Things break in containers. A service won’t start, a container keeps restarting, the app throws weird errors. The good news is Docker gives us great tools to figure out what’s going on.
The essentials
These are the commands we’ll use every single day.
# List running containers
docker ps
# List ALL containers (including stopped/crashed ones)
docker ps -a
# View container logs
docker logs my-app # all logs
docker logs -f my-app # follow (like tail -f)

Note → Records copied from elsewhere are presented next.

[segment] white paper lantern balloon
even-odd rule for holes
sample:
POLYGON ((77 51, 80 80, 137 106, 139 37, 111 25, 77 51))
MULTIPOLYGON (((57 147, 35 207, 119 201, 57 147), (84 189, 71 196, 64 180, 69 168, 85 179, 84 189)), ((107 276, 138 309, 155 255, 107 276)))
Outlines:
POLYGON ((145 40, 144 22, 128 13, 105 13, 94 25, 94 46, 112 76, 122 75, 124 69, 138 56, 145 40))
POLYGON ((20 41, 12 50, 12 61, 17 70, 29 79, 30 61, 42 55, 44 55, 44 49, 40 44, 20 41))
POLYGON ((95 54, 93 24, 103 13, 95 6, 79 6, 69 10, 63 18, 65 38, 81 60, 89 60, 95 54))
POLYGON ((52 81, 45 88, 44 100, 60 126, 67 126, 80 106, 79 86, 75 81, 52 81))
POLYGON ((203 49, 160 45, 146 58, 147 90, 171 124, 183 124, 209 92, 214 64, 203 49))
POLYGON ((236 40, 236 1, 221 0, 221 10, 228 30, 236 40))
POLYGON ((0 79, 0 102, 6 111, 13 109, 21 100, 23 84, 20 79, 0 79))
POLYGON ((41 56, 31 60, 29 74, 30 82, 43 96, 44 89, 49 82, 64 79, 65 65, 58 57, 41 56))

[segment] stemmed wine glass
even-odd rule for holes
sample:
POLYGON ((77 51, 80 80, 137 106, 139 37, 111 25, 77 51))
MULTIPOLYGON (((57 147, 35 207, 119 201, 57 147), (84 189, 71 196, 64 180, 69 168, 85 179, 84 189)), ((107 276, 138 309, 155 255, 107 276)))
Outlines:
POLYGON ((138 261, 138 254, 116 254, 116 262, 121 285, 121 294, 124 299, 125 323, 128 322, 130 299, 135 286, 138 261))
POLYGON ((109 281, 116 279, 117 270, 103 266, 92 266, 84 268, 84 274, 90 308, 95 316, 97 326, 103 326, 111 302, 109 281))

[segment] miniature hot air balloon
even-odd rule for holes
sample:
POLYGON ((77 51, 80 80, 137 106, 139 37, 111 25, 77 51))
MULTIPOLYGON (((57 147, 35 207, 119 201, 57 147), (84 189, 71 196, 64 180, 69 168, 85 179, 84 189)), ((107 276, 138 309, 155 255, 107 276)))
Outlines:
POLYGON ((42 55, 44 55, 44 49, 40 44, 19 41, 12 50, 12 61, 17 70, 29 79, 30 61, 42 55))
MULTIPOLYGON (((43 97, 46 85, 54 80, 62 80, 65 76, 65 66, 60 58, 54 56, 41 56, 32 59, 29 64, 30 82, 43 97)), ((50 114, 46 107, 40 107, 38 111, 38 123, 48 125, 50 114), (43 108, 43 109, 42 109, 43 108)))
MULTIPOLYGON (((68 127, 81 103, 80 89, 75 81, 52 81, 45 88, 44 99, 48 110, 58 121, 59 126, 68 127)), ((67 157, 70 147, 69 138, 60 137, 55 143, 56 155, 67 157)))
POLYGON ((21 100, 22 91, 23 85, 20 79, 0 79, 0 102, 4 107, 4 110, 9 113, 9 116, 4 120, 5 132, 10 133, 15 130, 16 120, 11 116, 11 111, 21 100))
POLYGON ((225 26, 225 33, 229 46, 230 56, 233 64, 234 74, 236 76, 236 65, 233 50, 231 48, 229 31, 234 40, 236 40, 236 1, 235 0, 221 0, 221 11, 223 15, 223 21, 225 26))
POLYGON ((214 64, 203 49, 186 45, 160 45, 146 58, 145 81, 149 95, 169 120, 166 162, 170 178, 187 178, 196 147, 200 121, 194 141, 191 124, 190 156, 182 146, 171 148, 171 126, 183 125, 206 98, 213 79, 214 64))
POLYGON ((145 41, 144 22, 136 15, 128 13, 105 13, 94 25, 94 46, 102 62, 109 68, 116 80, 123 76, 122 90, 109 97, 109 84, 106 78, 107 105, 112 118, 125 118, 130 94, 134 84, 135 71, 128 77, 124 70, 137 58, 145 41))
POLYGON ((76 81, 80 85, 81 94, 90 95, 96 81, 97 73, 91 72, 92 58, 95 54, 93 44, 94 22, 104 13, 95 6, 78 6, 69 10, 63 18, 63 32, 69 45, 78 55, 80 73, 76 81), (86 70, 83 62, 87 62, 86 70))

docker logs --tail 50 my-app # last 50 lines
docker logs --since 5m my-app # last 5 minutes
# Get a shell inside a running container
docker exec -it my-app sh # alpine/minimal images
docker exec -it my-app bash # debian/ubuntu images
# Run a one-off command in a container
docker exec my-app cat /etc/hosts
Inspecting a container
docker inspect is the Swiss Army knife. It dumps everything Docker knows about a container — network settings, mounts, environment variables, restart policy, health status, and more.
# Full JSON dump (very verbose)
docker inspect my-app
# Get specific fields using Go templates
docker inspect --format='{{.State.Status}}' my-app
docker inspect --format='{{.NetworkSettings.IPAddress}}' my-app
docker inspect --format='{{.State.ExitCode}}' my-app
docker inspect --format='{{json .Mounts}}' my-app | jq
Debugging a crashed container
When a container exits immediately or keeps restarting, here’s our debugging flow:
docker ps -a
→ find the stopped container, check STATUS column
docker logs my-app
→ read error messages from stdout/stderr
docker inspect my-app
→ check ExitCode, OOMKilled, Error fields
# Check why a container exited
docker inspect --format='{{.State.ExitCode}}' my-app
# Exit code 0 = normal exit
# Exit code 1 = application error
# Exit code 137 = killed (OOM or docker stop)
# Exit code 139 = segfault
# Check if it was killed due to out-of-memory
docker inspect --format='{{.State.OOMKilled}}' my-app
# Start a crashed container's image with a shell to poke around
docker run -it --entrypoint sh my-app:latest
Resource monitoring
# Live resource usage (CPU, memory, network I/O)
docker stats
# Resource usage for specific containers
docker stats my-app db redis
# See running processes inside a container
docker top my-app
# Copy files between host and container
docker cp my-app:/app/logs/error.log ./error.log
docker cp ./config.json my-app:/app/config.json
Common issues and fixes
Port conflict — “Bind for 0.0.0.0:3000 failed: port is already allocated”
# Find what's using that port
lsof -i :3000
# Either stop that process or use a different host port
docker run -p 3001:3000 my-app
Permission denied — often happens with volumes when the container runs as a non-root user but the volume files are owned by root.
# Fix: match the user ID in the container
docker run -u $(id -u):$(id -g) -v $(pwd):/app my-app
OOM Killed — container used more memory than its limit. Exit code 137.
# Check memory limit
docker inspect --format='{{.HostConfig.Memory}}' my-app
# Run with a higher memory limit
docker run -m 512m my-app
Cleanup commands
Docker doesn’t automatically clean up old stuff. Over time, unused images, stopped containers, and dangling volumes eat up disk space.
# Remove stopped containers
docker container prune
# Remove unused images (not used by any container)
docker image prune
# Remove unused volumes (careful — might delete data!)
docker volume prune
# Nuclear option — remove everything unused
docker system prune -a --volumes
# Check disk usage
docker system df
A good habit: run docker system prune every few weeks on development machines. On production, be more careful — we probably don’t want to accidentally remove volumes with data.